Obsessive Compulsive Q & A
What is OCD?
OCD is an anxiety disorder that causes you to have unreasonable thoughts, and these thoughts lead to obsessive behaviors. Having a routine helps create structure and order. But if your routine is so rigid that it impairs your life, you may be dealing with OCD.
OCD isn’t that common, affecting a little more than 1 percent of the population in the United States. OCD can begin at any age, even childhood, but it’s most commonly diagnosed in the late teens. OCD affects women more than men.
What are the symptoms of OCD?
Symptoms of OCD are divided into two groups: obsessive and compulsive.

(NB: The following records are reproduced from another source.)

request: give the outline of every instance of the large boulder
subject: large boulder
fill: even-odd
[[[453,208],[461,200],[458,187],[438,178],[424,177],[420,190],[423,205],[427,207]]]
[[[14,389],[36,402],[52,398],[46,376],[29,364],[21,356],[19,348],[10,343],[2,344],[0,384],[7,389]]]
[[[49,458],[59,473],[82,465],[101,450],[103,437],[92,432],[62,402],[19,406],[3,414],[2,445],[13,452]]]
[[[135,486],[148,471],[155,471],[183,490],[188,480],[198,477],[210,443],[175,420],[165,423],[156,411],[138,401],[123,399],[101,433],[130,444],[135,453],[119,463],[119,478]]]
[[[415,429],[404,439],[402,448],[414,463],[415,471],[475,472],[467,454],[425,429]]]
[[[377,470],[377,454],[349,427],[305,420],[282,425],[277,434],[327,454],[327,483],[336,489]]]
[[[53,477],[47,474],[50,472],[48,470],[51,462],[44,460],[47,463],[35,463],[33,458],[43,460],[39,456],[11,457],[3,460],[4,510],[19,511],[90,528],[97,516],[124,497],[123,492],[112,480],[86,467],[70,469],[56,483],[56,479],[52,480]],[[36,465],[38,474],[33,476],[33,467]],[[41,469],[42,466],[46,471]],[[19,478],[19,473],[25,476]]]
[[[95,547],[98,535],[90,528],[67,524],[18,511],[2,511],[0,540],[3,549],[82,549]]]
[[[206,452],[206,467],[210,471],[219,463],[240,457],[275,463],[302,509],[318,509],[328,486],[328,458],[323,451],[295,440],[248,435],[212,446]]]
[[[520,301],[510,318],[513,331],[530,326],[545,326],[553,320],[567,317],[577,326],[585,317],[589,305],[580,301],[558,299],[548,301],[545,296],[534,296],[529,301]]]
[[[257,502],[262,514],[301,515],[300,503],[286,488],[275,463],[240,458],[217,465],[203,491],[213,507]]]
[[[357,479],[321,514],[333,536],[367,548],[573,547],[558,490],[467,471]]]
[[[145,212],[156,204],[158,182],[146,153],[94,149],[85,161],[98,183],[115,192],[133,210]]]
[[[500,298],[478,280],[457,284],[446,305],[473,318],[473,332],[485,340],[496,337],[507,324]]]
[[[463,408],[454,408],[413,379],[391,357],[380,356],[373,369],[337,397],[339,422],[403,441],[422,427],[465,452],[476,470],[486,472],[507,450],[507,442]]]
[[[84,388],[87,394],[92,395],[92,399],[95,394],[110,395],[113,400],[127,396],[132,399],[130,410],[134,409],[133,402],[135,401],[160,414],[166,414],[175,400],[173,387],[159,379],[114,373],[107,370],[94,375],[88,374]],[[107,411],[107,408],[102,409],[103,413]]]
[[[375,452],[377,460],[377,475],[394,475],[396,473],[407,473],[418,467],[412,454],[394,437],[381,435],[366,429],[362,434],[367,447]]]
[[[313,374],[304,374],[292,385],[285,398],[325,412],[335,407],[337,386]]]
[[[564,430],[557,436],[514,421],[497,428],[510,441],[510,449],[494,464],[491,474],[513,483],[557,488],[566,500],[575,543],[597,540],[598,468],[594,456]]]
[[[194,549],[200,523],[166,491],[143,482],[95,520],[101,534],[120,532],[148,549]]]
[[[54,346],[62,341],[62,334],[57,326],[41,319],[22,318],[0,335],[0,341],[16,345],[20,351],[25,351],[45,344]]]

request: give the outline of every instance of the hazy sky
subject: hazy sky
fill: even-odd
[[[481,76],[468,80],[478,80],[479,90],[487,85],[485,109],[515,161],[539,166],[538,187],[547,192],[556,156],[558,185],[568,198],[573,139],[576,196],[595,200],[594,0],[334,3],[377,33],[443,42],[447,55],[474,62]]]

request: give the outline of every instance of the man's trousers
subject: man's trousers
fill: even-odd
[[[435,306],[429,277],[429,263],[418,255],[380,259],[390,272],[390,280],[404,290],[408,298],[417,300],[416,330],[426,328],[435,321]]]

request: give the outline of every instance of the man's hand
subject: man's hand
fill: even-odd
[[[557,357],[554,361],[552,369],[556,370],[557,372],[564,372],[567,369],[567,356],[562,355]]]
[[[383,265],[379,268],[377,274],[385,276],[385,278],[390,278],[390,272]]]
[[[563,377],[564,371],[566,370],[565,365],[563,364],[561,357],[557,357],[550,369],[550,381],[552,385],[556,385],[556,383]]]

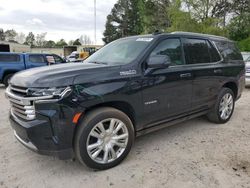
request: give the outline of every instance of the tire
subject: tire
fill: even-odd
[[[227,105],[227,102],[225,102],[229,101],[229,98],[228,100],[225,100],[227,96],[231,96],[230,105],[229,103]],[[218,124],[223,124],[228,122],[234,112],[234,105],[235,105],[235,96],[233,91],[229,88],[222,88],[217,97],[215,105],[213,106],[211,111],[207,114],[208,120]],[[225,109],[224,106],[227,106],[228,109],[228,111],[225,111],[226,113],[223,113],[222,111],[222,109]],[[222,114],[224,114],[224,116]]]
[[[13,76],[14,74],[7,74],[4,79],[3,79],[3,84],[5,85],[5,87],[8,87],[9,85],[9,81],[11,79],[11,77]]]
[[[128,155],[134,137],[133,124],[126,114],[110,107],[98,108],[87,113],[78,127],[74,141],[76,158],[93,169],[112,168]],[[98,146],[92,148],[93,144]]]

Obsessive symptoms may include recurrent or unwanted thoughts, such as:
Unwanted forbidden or taboo thoughts involving sex, religion, or harm
Fear of germs or contamination
Need for symmetry and perfect order
Aggressive thoughts of harming yourself or others
Compulsive symptoms are behaviors or urges you feel you have little control over and may include:
Repeatedly checking on things
Cleaning or frequent hand-washing
Needing to order and arrange things
Need for constant reassurance from others
If you’re having thoughts of harming yourself or someone else, call 911.
What causes OCD?
It’s not entirely understood what causes you to develop OCD, but there are risk factors associated with the anxiety disorder, including:
Genetics, because having a close family member with OCD increases your risk
Abnormalities in brain structure
Childhood trauma or abuse
How is OCD treated?
Dr. Erickson treats your OCD with a combination of psychotherapy, medication, and/or alternative therapies. The right treatment can reduce your symptoms, but you may continue to experience some anxiety from time to time.
Serotonin reuptake inhibitors are often prescribed to help manage OCD. Dr. Erickson also uses cognitive behavioral therapy or habit reversal training to help stop the intrusive thoughts and behaviors.
As an integrative psychiatrist, Dr. Erickson may recommend supplements, techniques to manage stress, good nutrition, and regular exercise in addition to traditional treatment for OCD.
OCD may present with other mental health issues, such as body dysmorphic disorder, which is a condition in which you might perceive an abnormality on your body that’s not there. Treating any underlying condition is also necessary to alleviate OCD behaviors and symptoms.